The Classic Villain: El Niño’s Impact
El Niño is a climate pattern characterized by the unusual warming of surface waters in the central and eastern equatorial Pacific Ocean. This change, seemingly distant, has a significant domino effect on global weather. For India, it typically disrupts
the atmospheric circulation patterns that drive the southwest monsoon. The warming Pacific pulls moisture away from the Indian subcontinent, leading to suppressed rainfall, which can strain agriculture, deplete reservoirs, and impact the economy. Historically, many of India’s most severe droughts have been linked to strong El Niño events.
The Unsung Hero: The Indian Ocean Dipole
While El Niño hogs the headlines, a lesser-known phenomenon in India's own backyard often plays a decisive role: the Indian Ocean Dipole (IOD). Sometimes called the 'Indian Niño', the IOD is a climate see-saw involving sea surface temperatures in the Indian Ocean. It has two crucial phases: negative and positive. A positive IOD phase occurs when the western part of the Indian Ocean, near the Arabian Sea, becomes warmer than normal, while the eastern part, near Indonesia, becomes cooler.
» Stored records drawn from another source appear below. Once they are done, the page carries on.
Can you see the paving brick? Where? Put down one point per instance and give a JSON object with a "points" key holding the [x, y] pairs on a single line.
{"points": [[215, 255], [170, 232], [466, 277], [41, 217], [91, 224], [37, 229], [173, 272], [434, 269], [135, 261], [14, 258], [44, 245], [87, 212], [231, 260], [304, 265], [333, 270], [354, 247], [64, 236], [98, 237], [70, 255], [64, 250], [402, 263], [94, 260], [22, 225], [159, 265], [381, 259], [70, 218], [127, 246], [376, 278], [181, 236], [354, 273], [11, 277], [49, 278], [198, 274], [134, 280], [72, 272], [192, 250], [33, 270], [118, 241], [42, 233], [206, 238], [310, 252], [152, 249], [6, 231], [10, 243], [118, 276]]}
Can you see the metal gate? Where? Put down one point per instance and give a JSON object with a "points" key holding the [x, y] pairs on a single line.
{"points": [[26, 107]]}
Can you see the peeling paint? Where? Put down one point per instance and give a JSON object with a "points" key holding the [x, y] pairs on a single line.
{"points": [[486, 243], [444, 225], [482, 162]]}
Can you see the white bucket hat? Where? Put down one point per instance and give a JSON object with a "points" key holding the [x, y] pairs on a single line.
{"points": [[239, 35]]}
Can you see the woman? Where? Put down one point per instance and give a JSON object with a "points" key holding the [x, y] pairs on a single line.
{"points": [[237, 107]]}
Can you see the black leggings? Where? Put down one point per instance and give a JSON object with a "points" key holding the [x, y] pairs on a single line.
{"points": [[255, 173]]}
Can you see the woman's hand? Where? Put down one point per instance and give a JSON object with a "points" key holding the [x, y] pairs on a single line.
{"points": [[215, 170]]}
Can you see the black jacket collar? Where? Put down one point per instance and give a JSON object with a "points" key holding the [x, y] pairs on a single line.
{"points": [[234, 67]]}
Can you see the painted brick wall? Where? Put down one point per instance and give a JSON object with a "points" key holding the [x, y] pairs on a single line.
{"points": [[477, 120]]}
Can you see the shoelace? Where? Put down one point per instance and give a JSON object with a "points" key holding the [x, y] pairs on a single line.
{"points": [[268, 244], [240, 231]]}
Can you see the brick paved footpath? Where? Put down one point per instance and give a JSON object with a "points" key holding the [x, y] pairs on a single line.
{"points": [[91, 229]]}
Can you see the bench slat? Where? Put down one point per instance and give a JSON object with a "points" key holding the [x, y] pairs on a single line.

This temperature difference is the key to counteracting El Niño.
How a Positive IOD Rescues the Monsoon
A strong positive IOD acts as a powerful local engine for the monsoon. The warmer-than-usual waters in the Arabian Sea enhance evaporation and create a low-pressure zone, which vigorously pulls moisture-laden winds from the ocean directly towards the Indian mainland. This can effectively override the negative, drying influence coming from the El Niño-affected Pacific. The most famous example of this was in 1997. Despite one of the strongest El Niños on record, India received near-normal rainfall, an outcome largely credited to a strong positive IOD that developed simultaneously and saved the season.
The Wildcard: Madden-Julian Oscillation
Adding another layer of complexity is the Madden-Julian Oscillation (MJO). Unlike the longer-lasting El Niño or IOD, the MJO is an eastward-moving pulse of clouds, rainfall, and wind that circles the tropics every 30 to 60 days. It's an intra-seasonal force, meaning it can influence weather variability within a single monsoon season. When the MJO's active, rainy phase is over the Indian Ocean, it can significantly enhance monsoon activity, delivering heavy rainfall. Conversely, if its suppressed, dry phase lingers, it can lead to 'breaks' in the monsoon. A timely MJO pulse can provide a crucial boost to rainfall, even in a broader El Niño context.
Other Factors in the Mix
The performance of the monsoon is not just a three-way tug-of-war. Other factors also contribute. For instance, lower-than-average snow cover over Eurasia and the Himalayas can lead to quicker and more intense heating of the landmass, which can strengthen the monsoon circulation, even during an El Niño year. Atmospheric circulation patterns like the Somali Jet, a stream of fast-moving air, also play a vital role in transporting moisture from the ocean to the subcontinent. The strength of this jet can be influenced by both El Niño and the IOD, creating a complex feedback loop that meteorologists must carefully monitor.